Los letrados oficiales, quienes además asisten al también dictador Reynaldo Benito Bignone, cumplieron de inmediato la orden de la camarista María del Carmen Roqueta. "Por favor, señores defensores, díganle al imputado que tiene que permanecer despierto", les espetó Roqueta. 

Tras la reprimenda, Videla volvió a fijar su vista en las paredes tapizadas de la Sala de Audiencia donde sus ojos buscaron cobijo para evitar cruzar miradas con la presidenta de Abuelas de Plaza de Mayo, Estela de Carlotto, junto a los nietos recuperados Paula Logares y Francisco Madariaga.

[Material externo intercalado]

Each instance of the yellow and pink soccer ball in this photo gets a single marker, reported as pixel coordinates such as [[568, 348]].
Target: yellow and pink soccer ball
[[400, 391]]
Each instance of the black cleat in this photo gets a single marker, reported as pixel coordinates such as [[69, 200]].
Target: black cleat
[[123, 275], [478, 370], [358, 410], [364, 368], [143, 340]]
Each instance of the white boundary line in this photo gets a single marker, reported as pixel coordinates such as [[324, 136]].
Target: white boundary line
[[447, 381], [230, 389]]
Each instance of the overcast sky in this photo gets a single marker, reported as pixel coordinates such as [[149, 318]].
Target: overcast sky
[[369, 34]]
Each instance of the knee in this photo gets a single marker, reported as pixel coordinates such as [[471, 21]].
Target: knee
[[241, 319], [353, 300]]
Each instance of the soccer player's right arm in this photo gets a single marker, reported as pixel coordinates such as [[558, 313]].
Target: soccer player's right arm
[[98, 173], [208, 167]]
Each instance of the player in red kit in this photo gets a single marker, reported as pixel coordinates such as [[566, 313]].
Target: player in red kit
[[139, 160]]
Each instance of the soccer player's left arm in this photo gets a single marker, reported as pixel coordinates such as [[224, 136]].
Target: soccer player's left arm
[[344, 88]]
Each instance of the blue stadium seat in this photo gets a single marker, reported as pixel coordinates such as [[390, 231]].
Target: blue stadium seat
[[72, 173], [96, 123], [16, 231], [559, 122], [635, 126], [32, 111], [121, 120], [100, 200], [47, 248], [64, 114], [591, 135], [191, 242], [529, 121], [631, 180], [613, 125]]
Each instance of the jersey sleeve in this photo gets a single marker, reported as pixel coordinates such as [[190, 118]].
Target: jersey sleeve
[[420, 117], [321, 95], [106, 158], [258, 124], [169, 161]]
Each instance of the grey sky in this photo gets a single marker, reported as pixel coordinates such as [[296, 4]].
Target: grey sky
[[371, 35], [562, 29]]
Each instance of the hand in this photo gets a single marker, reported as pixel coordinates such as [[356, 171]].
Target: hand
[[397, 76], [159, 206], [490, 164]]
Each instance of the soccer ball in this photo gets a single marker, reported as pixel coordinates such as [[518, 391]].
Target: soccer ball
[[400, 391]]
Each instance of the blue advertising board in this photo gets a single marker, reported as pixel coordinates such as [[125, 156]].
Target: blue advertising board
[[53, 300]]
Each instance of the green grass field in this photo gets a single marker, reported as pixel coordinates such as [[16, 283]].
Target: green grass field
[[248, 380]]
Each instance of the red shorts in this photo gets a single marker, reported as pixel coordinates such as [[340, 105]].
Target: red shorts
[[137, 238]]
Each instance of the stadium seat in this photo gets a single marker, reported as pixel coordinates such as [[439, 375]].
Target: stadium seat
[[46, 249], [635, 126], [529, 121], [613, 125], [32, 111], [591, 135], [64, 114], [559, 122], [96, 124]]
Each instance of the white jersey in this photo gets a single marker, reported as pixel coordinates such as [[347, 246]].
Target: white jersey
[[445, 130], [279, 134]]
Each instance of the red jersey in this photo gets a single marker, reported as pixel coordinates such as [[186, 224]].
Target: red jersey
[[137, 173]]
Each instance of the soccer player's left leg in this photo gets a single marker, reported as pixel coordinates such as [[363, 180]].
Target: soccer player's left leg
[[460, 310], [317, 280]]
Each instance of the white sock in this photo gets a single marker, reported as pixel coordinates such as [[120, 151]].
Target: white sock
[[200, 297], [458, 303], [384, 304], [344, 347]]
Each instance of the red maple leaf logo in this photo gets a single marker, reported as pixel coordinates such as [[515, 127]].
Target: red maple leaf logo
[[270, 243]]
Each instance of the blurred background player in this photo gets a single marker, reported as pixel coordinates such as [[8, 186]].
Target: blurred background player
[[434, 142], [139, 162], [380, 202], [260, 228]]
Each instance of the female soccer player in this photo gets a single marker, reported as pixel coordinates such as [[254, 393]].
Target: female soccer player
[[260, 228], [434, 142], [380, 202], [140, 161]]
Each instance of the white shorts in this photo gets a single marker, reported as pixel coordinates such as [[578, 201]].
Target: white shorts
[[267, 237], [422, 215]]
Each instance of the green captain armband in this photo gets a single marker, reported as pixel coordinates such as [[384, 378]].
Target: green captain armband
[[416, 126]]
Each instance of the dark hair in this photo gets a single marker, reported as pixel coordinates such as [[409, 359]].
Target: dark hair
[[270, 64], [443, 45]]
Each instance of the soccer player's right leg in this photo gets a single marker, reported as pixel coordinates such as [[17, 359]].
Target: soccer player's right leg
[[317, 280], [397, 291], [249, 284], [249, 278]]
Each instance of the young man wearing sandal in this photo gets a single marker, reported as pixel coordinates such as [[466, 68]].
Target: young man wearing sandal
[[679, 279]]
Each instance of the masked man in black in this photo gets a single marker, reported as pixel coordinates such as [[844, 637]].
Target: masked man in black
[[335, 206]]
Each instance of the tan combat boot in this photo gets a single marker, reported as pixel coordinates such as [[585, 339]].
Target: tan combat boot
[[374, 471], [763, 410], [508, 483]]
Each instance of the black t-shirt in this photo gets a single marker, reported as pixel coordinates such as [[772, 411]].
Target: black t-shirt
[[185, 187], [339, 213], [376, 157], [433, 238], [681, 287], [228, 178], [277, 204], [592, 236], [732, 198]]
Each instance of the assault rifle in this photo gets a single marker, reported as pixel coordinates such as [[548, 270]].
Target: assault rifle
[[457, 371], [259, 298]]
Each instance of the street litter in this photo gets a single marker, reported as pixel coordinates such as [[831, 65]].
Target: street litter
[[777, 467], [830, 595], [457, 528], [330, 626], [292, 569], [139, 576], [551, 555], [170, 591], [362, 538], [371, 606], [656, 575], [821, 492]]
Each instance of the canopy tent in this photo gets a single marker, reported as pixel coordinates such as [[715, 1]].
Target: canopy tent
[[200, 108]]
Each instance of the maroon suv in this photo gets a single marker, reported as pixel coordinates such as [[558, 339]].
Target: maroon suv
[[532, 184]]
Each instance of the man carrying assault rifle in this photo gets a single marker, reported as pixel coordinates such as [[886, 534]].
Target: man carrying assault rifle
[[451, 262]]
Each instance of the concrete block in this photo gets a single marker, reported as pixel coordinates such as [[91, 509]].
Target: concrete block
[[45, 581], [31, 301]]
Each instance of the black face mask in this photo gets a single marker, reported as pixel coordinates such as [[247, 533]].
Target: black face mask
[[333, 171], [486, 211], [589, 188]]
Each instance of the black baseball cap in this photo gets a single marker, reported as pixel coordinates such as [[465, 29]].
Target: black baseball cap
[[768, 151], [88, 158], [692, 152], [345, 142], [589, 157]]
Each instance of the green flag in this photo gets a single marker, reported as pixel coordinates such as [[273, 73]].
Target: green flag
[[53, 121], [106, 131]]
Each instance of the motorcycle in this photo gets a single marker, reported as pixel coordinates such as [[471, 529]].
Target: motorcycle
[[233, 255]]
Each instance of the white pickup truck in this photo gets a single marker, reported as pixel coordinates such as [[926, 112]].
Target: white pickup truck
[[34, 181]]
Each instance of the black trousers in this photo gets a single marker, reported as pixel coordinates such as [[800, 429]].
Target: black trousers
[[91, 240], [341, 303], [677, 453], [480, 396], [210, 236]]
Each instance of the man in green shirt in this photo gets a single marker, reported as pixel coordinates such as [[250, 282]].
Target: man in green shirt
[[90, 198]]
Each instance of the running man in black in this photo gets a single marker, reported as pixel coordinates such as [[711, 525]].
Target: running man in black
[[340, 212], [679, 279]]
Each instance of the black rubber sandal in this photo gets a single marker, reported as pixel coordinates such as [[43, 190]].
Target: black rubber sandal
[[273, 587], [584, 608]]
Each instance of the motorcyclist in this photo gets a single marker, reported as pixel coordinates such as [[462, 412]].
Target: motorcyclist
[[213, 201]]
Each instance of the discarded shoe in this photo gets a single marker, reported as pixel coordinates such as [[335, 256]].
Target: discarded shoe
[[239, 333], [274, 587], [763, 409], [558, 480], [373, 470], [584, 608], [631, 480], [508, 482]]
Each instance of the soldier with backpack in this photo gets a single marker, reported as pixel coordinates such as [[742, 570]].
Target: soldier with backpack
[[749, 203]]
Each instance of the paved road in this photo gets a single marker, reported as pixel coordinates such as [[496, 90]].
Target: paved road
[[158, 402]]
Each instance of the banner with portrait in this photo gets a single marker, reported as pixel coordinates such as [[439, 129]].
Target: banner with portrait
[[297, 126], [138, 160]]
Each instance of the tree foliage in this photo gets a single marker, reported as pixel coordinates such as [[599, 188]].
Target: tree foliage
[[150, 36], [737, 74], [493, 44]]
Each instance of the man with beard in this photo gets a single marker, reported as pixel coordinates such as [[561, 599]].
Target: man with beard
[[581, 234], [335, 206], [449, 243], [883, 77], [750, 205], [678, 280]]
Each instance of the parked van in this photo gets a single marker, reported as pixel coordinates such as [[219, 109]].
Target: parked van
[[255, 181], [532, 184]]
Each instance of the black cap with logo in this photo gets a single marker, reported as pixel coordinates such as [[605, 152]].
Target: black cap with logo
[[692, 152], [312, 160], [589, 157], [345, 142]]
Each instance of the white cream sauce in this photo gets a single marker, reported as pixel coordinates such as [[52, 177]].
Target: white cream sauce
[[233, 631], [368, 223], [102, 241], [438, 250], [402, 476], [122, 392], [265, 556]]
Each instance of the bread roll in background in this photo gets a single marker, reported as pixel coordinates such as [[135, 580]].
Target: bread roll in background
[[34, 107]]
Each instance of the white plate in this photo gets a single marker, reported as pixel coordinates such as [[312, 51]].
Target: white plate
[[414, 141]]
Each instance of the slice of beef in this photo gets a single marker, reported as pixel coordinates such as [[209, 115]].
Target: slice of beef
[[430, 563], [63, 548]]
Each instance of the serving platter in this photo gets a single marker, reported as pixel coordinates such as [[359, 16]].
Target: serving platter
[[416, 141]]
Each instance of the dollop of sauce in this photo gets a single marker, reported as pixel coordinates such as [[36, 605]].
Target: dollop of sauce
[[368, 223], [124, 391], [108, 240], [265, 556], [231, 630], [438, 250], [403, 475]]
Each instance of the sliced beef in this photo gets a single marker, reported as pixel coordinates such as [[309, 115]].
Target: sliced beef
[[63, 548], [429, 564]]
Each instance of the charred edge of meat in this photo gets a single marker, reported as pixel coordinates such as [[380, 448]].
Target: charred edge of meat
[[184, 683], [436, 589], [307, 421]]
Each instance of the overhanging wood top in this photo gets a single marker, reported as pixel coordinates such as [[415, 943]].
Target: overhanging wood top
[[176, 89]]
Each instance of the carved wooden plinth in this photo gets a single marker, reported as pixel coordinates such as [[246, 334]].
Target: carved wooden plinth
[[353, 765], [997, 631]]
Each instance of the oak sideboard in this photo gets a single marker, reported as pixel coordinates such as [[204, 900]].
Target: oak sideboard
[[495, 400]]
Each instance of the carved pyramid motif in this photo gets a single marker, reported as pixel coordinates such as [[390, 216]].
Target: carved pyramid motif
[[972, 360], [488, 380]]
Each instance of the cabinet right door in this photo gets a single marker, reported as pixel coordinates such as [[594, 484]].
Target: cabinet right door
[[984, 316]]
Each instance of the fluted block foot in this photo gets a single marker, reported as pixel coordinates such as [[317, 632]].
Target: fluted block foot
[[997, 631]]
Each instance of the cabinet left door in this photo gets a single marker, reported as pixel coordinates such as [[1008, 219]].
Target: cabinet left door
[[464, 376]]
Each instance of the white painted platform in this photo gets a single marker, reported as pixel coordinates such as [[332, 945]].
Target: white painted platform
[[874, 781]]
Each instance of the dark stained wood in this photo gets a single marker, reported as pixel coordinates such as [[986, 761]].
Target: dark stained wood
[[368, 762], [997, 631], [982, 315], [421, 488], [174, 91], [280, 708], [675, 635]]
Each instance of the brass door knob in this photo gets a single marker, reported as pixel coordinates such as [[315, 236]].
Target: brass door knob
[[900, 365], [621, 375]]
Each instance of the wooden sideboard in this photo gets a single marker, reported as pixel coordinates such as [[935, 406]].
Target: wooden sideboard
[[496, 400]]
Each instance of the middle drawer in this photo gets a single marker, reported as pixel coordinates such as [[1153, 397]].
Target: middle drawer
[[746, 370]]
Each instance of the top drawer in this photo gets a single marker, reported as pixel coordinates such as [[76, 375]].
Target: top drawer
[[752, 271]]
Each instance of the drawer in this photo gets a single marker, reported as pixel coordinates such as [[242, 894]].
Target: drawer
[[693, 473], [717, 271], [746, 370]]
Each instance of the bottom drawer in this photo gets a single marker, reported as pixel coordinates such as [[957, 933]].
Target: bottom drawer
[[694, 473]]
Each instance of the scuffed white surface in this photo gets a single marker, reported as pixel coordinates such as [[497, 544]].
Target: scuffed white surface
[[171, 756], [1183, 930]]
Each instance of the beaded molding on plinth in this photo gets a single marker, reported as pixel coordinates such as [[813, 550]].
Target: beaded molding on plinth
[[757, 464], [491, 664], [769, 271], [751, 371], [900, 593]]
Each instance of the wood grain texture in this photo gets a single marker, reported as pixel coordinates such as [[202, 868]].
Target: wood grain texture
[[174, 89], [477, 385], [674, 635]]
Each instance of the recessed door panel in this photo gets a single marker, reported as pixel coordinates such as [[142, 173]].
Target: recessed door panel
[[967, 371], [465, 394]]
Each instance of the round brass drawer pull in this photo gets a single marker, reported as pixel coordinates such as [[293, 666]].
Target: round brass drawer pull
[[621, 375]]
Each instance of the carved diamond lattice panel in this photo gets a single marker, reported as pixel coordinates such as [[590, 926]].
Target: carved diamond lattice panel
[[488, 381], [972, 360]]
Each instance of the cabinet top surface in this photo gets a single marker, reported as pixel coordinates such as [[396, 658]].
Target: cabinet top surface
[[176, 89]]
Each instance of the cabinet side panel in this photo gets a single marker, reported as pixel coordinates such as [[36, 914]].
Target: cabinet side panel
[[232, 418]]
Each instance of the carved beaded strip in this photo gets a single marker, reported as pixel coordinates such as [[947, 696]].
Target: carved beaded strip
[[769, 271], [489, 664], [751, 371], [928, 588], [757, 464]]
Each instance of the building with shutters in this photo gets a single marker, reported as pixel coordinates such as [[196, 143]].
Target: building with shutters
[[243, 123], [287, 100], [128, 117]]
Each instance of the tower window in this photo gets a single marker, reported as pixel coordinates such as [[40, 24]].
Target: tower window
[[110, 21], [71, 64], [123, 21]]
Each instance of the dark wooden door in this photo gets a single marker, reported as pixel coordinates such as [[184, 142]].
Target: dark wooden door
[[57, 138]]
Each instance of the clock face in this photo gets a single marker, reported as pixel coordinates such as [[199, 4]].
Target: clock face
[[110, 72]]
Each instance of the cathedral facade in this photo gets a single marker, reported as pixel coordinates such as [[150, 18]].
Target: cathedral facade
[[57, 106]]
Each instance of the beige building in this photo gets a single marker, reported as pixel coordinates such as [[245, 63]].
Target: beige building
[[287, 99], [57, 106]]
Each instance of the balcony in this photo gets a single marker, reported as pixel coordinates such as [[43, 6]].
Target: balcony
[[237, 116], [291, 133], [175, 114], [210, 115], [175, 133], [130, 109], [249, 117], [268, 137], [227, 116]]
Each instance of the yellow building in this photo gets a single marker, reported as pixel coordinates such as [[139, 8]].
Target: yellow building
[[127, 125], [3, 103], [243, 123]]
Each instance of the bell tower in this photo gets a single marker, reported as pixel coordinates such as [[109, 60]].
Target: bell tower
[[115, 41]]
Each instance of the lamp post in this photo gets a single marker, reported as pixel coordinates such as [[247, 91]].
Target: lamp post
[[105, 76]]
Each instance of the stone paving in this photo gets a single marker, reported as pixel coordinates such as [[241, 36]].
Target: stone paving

El alegato acusatorio por la aplicación de un plan sistemático para la apropiación de hijos de desaparecidos durante la dictadura comenzó esta mañana, a cargo del abogado Alan Iud, quien denunció las complicidades de civiles en esas sustracciones y también de la Iglesia Católica.

Terminará mañana, con el pedido de condenas por 36 casos de apropiación de menores hijos de desaparecidos, que eran entregados a "familias cristianas o miembros de las Fuerzas Armadas o de seguridad", luego de su nacimiento en maternidades clandestinas.

Iud dió por probado a partir de los testimonios y de documentos que fueron rescatados durante la causa, que dichas maternidades clandestinas funcionaron en Campo de Mayo, la Escuela de Mecánica de la Armada, el llamado Pozo de Banfield, entre otros centros clandestinos, y que luego del alumbramiento las madres eran eliminadas y las criauturas no eran devueltas a sus familias de origen.

De acuerdo con documentos desclasificados del Departamento de Estado de los Estados Unidos, durante el último tramo de la dictadura, el por entonces presidente Reynaldo Bignone "sabía del destino de los niños" apropiados, ya que había planteado como un problema separarlo de los apropiadores. (Télam-NA).